Kissin ou la maturité

par

Franz Schubert : Sonate pour piano, op. 53, D 850
Alexander Scriabin : Sonate-Fantaisie n° 2, op. 19, Etudes, op. 8, nos. 2 - 4 - 5 - 8 - 9 - 11 - 12
Après quelques années d'absence à Bruxelles, le pianiste russe Evgeny Kissin nous revient avec un programme autour de Schubert et Scriabin, des compositeurs qui lui ressemblent. Schubert pour la solitude et Scriabin pour la passion. On se souvient de son parcours : celui d’un grand prodige de l'école russe; il commence le piano à 2 ans, fait ses débuts avec orchestre à 10 ans, rencontre Karajan à 17 ans et l'émeut aux larmes. Depuis, il court le monde. A quarante ans, il n'est plus le jeune virtuose qu'il était ni le broyeur d'ivoire qu'il fut un temps. 

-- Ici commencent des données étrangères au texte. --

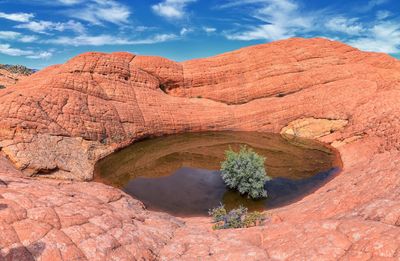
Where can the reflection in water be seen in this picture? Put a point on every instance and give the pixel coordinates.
(179, 174)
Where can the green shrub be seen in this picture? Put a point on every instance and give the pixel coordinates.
(245, 171)
(236, 218)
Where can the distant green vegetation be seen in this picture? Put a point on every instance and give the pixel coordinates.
(236, 218)
(245, 171)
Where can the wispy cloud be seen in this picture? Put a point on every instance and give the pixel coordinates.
(99, 11)
(341, 24)
(382, 37)
(17, 17)
(383, 14)
(172, 9)
(9, 50)
(46, 26)
(371, 4)
(16, 36)
(209, 30)
(280, 19)
(99, 40)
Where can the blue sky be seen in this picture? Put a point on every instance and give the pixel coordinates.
(38, 33)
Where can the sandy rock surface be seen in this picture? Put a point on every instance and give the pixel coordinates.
(82, 110)
(8, 78)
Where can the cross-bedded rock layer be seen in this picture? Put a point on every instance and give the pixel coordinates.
(59, 121)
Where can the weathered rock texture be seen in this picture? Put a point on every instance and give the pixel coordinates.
(66, 117)
(8, 78)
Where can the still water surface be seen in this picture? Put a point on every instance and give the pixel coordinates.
(179, 174)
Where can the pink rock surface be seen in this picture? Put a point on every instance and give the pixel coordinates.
(66, 117)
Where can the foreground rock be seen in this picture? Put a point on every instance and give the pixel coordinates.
(66, 117)
(10, 74)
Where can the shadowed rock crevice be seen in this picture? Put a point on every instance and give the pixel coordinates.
(89, 102)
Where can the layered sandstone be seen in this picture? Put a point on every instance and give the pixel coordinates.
(64, 118)
(8, 78)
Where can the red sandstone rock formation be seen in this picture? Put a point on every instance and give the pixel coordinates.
(8, 78)
(61, 120)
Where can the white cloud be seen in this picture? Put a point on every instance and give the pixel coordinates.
(100, 40)
(209, 29)
(383, 37)
(28, 38)
(40, 55)
(172, 9)
(383, 14)
(11, 35)
(45, 26)
(185, 31)
(8, 50)
(281, 19)
(371, 5)
(17, 17)
(348, 26)
(99, 11)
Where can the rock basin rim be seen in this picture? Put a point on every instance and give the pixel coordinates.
(59, 121)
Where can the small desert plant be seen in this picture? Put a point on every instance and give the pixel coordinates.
(236, 218)
(245, 171)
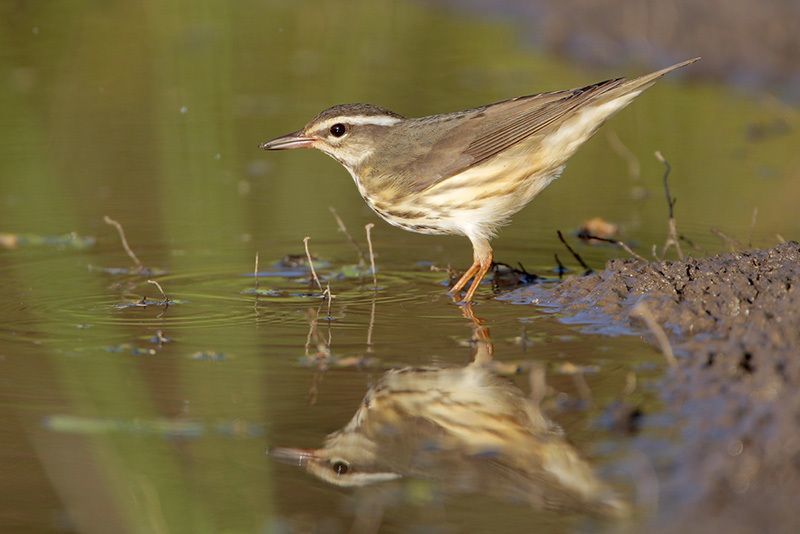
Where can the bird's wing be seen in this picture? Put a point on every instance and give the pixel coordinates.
(488, 131)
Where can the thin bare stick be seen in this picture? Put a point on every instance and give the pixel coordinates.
(368, 228)
(634, 169)
(561, 268)
(166, 300)
(311, 263)
(672, 235)
(642, 311)
(255, 272)
(733, 244)
(328, 297)
(620, 244)
(313, 315)
(630, 384)
(255, 276)
(752, 227)
(121, 232)
(342, 228)
(371, 323)
(574, 254)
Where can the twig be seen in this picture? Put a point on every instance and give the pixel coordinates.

Dans la grande Sonate en ré majeur de Schubert, on a pu apprécier le contrôle parfait de toutes les voix, une clarté impeccable et surtout un grand lyrisme. Kissin fait partie des pianistes romantiques du vingtième siècle : Horowitz, Arrau, Rubinstein. Il est d'une grande sensibilité, d'une grande honnêteté de jeu et n'en fait jamais trop. Schubert pose problème à bon nombre d'interprètes : un classique? un romantique? un mélange des deux ? Kissin le joue simplement, délicatement et avec une passion qui n'est pas dans l'explosion sonore; une violence tout en retenue. Il a le jeu juste, sans lamentations, mais pas non plus d'urgence. Les divines longueurs schubertiennes prennent sous ses doigts tout leur sens. Les solitudes de Schubert et de Kissin se retrouvent. La deuxième partie du concert était consacrée à un de ses compositeurs favoris : Alexander Scriabin. Pas le Scriabin des dernières années inspiré par des théosophies et mystiques absconses; le pianiste russe a choisi d'illustrer son compatriote en choisissant des pièces de jeunesses encore sous l'influence romantique. Dès les premières notes de la Deuxième Sonate on a compris que Kissin est en connexion parfaite avec ce Scriabin-là. Pas de romantisme exacerbé, pas de "son" trop russe comme il aurait pu en avoir dans Rachmaninov. Le son scriabinien va chercher dans le romantisme certes, mais plus vers la finesse française, la poésie douce et une grande délicatesse de toucher. Le deuxième mouvement est plein de fougue, d'emportement et d'électricité ! Que dire des Études opus 8 ? Redoutables, elles demandent une grande finesse comme les Études de Chopin, ces bijoux de poésie. Kissin fut généreux de bis et nous a offert une belle Sicilienne de Bach très timbrée et souple ainsi qu'une Polonaise Héroïque de Chopin phénoménale, pleine de panache, d'énergie et de contrastes.
Kissin nous est revenu grand, mature et distingué.